China's Tiangong-1 has met its fiery end. The out-of-control space station plummeted through the Earth's atmosphere at roughly 7:15pm ET on Sunday evening, as expected. Most of Tiangong-1 was destroyed during re-entry, however parts crash-landed somewhere over the South Pacific Ocean. Speaking to Reuters, astrophysicist Brad Tuckers estimated that 10 percent, or 700 to 800KG may have made it to the Earth's surface. "Most likely the debris is in the ocean, and even if people stumbled over it, it would just look like rubbish and be spread over a huge area," he said.

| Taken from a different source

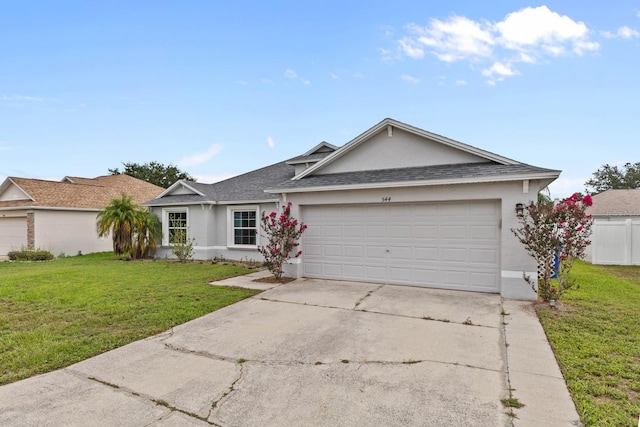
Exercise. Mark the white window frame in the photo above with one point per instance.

Tiangong-1's demise was confirmed by the China Manned Space Engineering Office and separately by US Strategic Command, with help from "counterparts in Australia, Canada, France, Germany, Italy, Japan, South Korea and the United Kingdom." The event was largely publicised due to misplaced fear that the craft could land on a heavily populated city or town. In truth, this was always highly unlikely — the Earth is mostly ocean, and humanity occupies a relatively small part of the green bits. Still, a human collision was possible, and Tiangong-1's large size (it was 10.4 metres long and weighed 18,740 pounds) was an understandable concern.

The space craft, known as "Heavenly Palace 1," was launched in 2011 as a testbed for orbiting and docking experiments. Two astronaut crews visited the station using Shenzhou capsules in 2012 and 2013; the first mission included Liu Yang, the first Chinese woman in space. China's long-term plan is to have a larger, modular station in orbit by 2023, and originally planned to decommission Tiangong-1 by 2013. That didn't happen, however — possibly because Tiangong-2 wasn't ready — and in 2016, the country's space agency told the UN that it had lost control of the vessel.